20/4/2013-L'émigration maronite, entre aventure et nécessité | Politique Liban | L'Orient-Le Jour
« Ces contacts ne sont jamais superflus, même s'ils sont protocolaires, souligne l'un des prêtres qui voyagent avec le patriarche. Ils permettent aux autorités locales de nous connaître et, éventuellement, les conduisent à nous accorder des facilités administratives ou des aides diverses dans notre travail pastoral. »

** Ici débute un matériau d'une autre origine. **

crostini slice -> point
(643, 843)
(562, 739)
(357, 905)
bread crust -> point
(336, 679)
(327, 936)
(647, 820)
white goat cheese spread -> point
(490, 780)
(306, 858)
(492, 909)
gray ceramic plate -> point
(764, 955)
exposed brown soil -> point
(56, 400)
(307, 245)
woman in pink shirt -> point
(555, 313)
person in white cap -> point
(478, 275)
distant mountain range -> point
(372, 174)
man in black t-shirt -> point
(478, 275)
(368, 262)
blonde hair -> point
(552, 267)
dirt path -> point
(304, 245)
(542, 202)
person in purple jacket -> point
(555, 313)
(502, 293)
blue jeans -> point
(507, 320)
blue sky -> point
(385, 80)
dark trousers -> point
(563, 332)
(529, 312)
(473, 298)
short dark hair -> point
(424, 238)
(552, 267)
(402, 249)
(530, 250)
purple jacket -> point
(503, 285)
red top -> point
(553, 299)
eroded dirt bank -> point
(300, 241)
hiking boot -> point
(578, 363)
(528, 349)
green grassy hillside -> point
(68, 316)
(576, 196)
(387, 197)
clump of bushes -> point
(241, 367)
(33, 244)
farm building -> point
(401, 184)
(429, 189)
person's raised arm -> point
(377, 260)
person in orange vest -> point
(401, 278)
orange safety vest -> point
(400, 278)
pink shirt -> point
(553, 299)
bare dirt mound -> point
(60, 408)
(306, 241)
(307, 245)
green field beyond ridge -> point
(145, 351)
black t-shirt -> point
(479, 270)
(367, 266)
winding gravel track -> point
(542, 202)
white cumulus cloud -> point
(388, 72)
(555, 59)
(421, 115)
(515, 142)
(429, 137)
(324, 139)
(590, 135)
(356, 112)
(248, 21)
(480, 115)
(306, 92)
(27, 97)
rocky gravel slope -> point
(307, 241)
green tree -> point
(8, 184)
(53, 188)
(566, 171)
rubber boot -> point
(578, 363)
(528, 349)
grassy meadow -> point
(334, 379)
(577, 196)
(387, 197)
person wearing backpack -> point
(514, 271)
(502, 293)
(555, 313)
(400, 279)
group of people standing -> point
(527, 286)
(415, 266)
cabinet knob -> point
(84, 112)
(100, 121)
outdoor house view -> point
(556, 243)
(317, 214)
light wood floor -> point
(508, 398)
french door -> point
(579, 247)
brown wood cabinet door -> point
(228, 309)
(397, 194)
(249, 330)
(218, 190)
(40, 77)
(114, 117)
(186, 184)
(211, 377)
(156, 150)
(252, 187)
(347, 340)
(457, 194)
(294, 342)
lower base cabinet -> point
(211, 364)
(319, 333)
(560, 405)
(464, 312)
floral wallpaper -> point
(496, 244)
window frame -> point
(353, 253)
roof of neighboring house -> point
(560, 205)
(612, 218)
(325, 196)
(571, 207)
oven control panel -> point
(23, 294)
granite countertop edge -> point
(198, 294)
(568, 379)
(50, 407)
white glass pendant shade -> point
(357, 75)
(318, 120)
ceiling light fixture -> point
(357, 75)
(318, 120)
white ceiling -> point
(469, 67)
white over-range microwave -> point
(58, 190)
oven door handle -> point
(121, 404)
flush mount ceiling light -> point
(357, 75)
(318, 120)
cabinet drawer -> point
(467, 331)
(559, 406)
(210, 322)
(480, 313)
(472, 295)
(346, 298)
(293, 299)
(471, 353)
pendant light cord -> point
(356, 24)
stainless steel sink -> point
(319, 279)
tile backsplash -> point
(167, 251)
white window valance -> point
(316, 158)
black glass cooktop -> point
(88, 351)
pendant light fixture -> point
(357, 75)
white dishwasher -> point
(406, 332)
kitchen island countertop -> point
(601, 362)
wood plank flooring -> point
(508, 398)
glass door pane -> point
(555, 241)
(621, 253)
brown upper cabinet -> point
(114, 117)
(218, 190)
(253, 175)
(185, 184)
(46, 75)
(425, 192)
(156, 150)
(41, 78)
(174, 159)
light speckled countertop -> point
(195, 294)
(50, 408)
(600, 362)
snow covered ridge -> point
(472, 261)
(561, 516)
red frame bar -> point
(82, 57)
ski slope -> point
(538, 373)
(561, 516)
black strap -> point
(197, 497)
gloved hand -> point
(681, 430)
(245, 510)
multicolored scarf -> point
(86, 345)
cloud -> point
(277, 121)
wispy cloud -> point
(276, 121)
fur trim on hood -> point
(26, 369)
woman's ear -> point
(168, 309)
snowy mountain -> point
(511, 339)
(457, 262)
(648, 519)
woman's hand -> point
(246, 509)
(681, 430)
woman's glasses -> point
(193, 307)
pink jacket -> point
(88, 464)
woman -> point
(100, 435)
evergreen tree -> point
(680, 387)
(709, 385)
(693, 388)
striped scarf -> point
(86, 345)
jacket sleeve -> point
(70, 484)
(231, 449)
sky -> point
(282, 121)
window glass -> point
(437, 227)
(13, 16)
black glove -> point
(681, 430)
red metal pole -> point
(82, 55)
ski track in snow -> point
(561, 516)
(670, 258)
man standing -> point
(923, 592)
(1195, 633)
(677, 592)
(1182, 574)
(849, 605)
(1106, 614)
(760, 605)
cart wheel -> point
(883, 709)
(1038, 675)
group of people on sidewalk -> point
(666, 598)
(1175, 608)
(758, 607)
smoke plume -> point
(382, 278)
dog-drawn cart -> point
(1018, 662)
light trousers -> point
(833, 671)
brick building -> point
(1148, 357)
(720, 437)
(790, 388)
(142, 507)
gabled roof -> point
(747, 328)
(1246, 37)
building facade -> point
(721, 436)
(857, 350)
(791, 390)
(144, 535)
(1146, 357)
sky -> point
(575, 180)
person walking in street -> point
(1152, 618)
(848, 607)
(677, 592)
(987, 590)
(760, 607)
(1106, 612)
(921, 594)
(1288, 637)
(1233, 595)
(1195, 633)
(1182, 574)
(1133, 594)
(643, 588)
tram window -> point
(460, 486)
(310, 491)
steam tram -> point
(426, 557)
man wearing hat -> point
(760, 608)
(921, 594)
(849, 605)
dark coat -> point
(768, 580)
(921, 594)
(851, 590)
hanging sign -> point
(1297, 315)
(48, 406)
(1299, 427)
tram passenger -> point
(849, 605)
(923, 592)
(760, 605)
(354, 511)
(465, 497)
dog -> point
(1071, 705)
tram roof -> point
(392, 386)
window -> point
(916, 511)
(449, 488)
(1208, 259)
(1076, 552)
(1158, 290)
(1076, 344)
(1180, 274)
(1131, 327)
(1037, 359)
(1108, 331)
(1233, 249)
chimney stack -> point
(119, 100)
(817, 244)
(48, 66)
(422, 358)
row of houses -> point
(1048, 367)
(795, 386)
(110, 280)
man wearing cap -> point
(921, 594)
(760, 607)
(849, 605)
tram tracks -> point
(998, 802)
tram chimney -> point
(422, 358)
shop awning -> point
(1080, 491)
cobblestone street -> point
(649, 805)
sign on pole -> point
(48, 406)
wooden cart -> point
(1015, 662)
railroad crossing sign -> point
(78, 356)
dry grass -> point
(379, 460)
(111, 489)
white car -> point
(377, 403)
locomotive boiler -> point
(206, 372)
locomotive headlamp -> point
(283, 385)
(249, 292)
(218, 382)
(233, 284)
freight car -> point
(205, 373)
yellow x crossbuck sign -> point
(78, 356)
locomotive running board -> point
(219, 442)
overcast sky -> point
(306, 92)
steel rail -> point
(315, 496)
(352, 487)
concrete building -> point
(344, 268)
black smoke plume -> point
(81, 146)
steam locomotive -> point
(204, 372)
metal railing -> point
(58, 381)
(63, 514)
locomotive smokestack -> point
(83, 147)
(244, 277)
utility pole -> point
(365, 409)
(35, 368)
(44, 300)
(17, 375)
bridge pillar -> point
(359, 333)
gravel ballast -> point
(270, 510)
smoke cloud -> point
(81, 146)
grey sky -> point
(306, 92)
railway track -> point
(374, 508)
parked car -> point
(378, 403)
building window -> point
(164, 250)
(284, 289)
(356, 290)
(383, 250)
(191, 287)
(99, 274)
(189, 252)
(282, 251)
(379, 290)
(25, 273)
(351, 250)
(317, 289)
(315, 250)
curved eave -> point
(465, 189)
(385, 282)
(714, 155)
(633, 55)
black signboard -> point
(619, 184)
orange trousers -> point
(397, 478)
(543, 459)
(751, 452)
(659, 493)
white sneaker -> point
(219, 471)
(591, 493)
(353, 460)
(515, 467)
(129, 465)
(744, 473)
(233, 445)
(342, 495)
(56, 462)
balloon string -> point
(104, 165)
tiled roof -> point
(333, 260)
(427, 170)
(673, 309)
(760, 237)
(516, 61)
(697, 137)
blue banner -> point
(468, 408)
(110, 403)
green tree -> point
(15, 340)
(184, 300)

C'est une visite de cet ordre que le patriarche Raï, entouré d'une délégation d'évêques et de supérieurs généraux, a effectuée hier au gouverneur de la province de Tucuman, José Jorge Alperovich. La visite de courtoisie s'est tenue en présence notamment du ministre de la Santé, Juan Mansour, un maronite pur et dur, chirurgien de profession, et sur le visage duquel on ne lit jamais d'indécision. Le patriarche a été élevé par décret au rang de visiteur de marque de la ville de Tucuman. La visite, marquée par un échange de cadeaux, s'est terminée par une rapide visite guidée du palais du gouverneur, situé sur la place centrale de Tucuman, avec un arrêt particulier aux fresques peintes sur tissu qui ornent le salon à miroirs du premier étage. La veille, le patriarche avait rendu une autre visite de courtoisie, cette fois au président de la municipalité de Tucuman, Domingo Amaya.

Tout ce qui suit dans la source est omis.